Your first problem is your choice of power supplies. Because your opamps are run single-supply, they cannot provide a negative output when called for. For instance, if the input is positive, your inverter section must put out a negative voltage. Obviously it can't do that, and in fact what you see on your bottom trace is the classic behavior of a single-supply opamp being driven to the wrong polarity - phase reversal.
Second, I suspect that your simulator opamps are not rail-to-rail. This is why your outputs don't get near 5 volts.
Try this: most importantly, change your display horizontal scale to give you only 3 or 4 cycles of your signal. As presented, your data is really hard to see.
Second, instead of grounding your opamp V-, add a negative voltage source. Make both sources 15 volts instead of 5. This will allow you to see the qualitative behavior of the bridge.
Third, experiment with adding a resistor from the top of R1 to V+, and find a value (analysis will help here - hint, consider the effects of R2 and R8) that causes the DC level to reach 7.5 volts. At this point, U1 is pegged positive and U2 is pegged negative. No worries.
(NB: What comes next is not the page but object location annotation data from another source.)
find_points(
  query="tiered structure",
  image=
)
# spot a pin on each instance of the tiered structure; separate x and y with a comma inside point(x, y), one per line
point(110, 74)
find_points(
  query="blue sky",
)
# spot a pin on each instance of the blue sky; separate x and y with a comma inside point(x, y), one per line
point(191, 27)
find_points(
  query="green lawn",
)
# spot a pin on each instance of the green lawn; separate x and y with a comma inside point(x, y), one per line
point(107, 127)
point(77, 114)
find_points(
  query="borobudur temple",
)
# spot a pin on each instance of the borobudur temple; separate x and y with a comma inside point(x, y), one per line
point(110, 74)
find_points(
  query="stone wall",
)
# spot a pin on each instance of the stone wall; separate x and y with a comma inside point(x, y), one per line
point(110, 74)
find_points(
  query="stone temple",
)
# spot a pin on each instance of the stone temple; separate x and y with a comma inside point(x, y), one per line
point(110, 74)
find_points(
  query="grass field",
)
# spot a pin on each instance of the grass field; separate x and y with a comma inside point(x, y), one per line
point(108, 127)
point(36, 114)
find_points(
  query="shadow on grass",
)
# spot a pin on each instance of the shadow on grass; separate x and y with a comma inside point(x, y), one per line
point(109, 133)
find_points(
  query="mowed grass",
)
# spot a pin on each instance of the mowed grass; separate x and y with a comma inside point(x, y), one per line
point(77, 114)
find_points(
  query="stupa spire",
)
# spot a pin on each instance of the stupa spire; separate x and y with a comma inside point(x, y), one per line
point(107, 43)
Fourth, use a resistive divider to bring the noninverting input of U2 from ground to 7.5, and you will see the inverter output become well-behaved. Likewise, connect the currently-grounded end of R4 to this divider, and U1 will start working properly.
Fifth, you can now figure out why the amplitude is slightly low, and adjust the gains accordingly. (hint - think about step 3 and the impedance of C1)
Sixth, reduce the voltage sources to 10 volts, then 5. Not knowing what opanps you have specified, I can't predict exactly what will happen, but it probably won't be good, especially at 5 volts. This says that you will need to find a replacement which can operate rail-to-rail.
If the circuit works fine at this point, you can check that all of the voltages are always above 0. If that is true, and only if that is true, you can eliminate your V- source.